I found 250 data brokers who had information about me; only like a dozen would even let me see the data. And I think that’s unfair…. Isn’t that the whole point of big data that we’re going to be able to learn from all this stuff? But I’m the only one not learning anything about myself.

So, we’re the only Western country, one of the only ones, that doesn’t have a baseline privacy law that gives people access to the data that being held about them, gives the right often to correct that data if it’s wrong, and sometimes the right to delete it.

I think that baseline level of privacy is something that most Western nations have agreed on. And I would like to see that here, because I actually just want my data.

You talk a little bit about “sousveillance,” which is, I guess, using surveillance tools in a sort of democratic way.

There’s an idea that’s actually very popular in Silicon Valley that yes, there’s a lot of surveillance going on, but we as citizens and consumers also have incredible tools to, quote, watch the watchers.

David Brin, in his book The Transparent Society — written almost 15 years ago but totally prescient — said this was the only way that this coming surveillance state will be tolerable. That we can build this sort of system where we control the cameras, meaning we the citizens.

So his idea was a city where there’s a camera on every corner, but you could log on to your home computer, and get access that feed, and you could watch your kid walking home at night.

That is a lovely vision, however, that is just very far from the reality we are facing, which is that we don’t control the cameras.

So you’ve had this year of trying all these of trying all these privacy tools. Talking with other people about this, have they been like, “oh that’s interesting” or “oh, I would never want to bother to do that”?

My hope in actually going in to write this book was that people would read it and think, “Yeah that one’s a little crazy, but I think I could do that.” I wanted to present people the whole range of things you could do, and then people could decide which thing might make sense for them.

I think everyone could pick one thing that they might like, and some people might pick nothing. They might say, “You know what, I’m not going to do any of this.”

But in the end I think we’re all going to have to do some of it because we are going to have just become more tech literate. The threats aren’t going away. There are criminal hackers trying to get into your machine. There are other countries trying to wage cyber war, so in fact we are all going to have to learn to be a little bit better defended.

So I feel like, we might as well start now.

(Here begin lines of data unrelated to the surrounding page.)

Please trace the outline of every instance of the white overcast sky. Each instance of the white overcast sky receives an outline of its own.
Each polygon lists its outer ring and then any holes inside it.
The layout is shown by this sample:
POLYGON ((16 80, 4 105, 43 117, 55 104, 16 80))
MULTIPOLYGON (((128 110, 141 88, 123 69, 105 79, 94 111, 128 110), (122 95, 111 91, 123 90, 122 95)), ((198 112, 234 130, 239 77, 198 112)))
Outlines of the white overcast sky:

After reading this book and talking to Angwin, I have changed zero things about my privacy online. I have thought about making changes quite a lot, and I recognize it’s a problem. I don’t think data should be freely given, and many of the Angwin’s tips are fairly painless. I even think rolling dice to come up with passwords sounds fun, because aren’t we all nine years old?

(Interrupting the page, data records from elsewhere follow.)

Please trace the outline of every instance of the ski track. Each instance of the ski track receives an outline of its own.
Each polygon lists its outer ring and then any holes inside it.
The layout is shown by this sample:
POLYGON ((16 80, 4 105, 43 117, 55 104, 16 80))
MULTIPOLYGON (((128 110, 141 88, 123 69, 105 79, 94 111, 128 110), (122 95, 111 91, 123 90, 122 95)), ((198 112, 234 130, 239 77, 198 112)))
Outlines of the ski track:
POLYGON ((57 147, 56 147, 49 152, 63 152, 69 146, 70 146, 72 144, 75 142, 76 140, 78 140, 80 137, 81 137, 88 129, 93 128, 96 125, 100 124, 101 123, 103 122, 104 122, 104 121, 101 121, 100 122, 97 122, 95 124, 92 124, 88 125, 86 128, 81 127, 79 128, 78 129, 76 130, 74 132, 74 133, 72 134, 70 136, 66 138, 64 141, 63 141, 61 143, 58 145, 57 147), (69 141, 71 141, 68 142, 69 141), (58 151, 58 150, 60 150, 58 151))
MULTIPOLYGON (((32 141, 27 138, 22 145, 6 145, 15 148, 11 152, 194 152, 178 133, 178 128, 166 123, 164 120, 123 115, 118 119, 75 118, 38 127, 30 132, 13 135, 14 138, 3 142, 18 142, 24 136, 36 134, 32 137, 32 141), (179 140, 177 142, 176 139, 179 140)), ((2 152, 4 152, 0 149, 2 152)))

But. Perhaps these are changes we don’t make instantly. The consequences of data collection, after all, are usually invisible — until they’re suddenly not. Or maybe I’m like a guy Angwin quotes in the book, who likes the idea of our online trash littering time forever. What kind of surveillance excuser are you?

Tim Williams is a community moderator for the New York Times. He did not even realize when pitching this interview that this book was published by Times Books, an imprint run by the paper and distributed and managed by Henry Holt. This transcript has been condensed and edited.